Они долго говорили. Каждый рассказывал о своей тяжелой жизни за прошедшие годы. Сфрагис говорила о том, что если ей нельзя будет вернуться в Пальмиру, то она лучше будет служанкой в чужом доме, чем жить рядом с этой улыбающейся злодейкой и страдать от голода, боясь взять лепешку.

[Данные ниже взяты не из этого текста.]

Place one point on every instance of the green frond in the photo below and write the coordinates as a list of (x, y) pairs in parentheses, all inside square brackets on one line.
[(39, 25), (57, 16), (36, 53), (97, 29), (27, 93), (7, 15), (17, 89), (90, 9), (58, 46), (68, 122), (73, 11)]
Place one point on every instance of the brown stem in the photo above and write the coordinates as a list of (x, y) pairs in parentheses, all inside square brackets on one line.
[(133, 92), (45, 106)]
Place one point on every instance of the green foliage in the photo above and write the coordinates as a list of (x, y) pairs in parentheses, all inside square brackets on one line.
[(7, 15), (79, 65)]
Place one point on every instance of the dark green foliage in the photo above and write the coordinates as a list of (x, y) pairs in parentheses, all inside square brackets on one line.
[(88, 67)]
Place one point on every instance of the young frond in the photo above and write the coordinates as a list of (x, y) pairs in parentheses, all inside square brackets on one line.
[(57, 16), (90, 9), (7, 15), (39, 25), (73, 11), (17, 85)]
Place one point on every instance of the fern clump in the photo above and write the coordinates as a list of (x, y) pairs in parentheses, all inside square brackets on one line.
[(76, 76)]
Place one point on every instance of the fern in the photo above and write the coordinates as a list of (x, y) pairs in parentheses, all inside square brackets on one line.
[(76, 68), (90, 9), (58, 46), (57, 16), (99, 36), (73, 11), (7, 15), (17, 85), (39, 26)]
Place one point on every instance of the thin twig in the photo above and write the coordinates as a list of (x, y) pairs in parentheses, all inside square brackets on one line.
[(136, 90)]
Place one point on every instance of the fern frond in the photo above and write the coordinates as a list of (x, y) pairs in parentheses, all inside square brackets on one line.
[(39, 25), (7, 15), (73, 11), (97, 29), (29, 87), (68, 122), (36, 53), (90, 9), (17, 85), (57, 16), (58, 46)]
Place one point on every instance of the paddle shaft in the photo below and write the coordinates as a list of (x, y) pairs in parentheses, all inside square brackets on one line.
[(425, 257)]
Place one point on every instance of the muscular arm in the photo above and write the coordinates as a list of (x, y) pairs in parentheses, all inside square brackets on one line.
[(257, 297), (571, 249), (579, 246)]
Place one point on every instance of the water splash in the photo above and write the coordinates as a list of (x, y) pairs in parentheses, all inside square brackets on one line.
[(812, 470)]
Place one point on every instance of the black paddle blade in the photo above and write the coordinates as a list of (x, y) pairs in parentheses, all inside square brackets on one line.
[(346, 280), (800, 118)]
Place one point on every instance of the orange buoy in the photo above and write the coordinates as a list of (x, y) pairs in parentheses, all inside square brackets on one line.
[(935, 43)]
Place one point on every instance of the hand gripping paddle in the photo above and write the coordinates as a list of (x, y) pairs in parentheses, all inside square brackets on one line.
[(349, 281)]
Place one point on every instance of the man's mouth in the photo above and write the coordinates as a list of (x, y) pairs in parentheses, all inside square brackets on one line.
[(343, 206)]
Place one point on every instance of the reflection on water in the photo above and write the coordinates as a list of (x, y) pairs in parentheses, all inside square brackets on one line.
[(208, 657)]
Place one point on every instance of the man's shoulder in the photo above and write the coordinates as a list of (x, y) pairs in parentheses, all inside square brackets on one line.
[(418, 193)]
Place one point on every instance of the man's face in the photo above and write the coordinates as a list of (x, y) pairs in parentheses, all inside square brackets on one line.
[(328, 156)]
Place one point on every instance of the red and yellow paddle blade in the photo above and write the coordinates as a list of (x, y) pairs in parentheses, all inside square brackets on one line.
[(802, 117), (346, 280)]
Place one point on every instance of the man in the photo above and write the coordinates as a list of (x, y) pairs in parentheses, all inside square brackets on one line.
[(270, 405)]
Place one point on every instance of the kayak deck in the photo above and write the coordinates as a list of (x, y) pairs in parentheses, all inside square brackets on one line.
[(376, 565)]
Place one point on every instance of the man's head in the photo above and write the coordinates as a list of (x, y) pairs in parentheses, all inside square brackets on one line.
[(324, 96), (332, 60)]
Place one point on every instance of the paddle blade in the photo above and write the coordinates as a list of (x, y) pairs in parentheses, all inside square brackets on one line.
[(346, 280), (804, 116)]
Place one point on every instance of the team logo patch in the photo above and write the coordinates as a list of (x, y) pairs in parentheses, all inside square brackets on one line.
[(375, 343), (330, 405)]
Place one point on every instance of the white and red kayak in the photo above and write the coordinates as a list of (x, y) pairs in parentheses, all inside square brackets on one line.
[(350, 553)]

— Я подумаю, дочь моя. Не обижайся, Сфрагис. Ты была еще маленькой, когда мы расстались. Но мать твоя знала, что я никогда не отличался решительностью. Я всегда умел хорошо работать, а вот защитить свое достоинство я никогда не умел. Твоя мать была добрым, хорошим человеком, и мне с ней было хорошо. А что есть сейчас — ты видишь сама. Я виноват, но изменить ничего не могу. Должен признаться тебе, Сфрагис, что эта женщина завладела всем моим достоянием. В ее ларцах драгоценности, которые я мог бы продать, чтобы иметь деньги для поисков твоей матери. Но мне их не получить. Я богат и беден одновременно. И еще я боюсь, Сфрагис, что дети мои унаследуют от нее дурные черты. И настанет день, когда я буду стоять с протянутой рукой, как тот слепец, который стоял много лет с протянутой рукой у дверей моей лавки.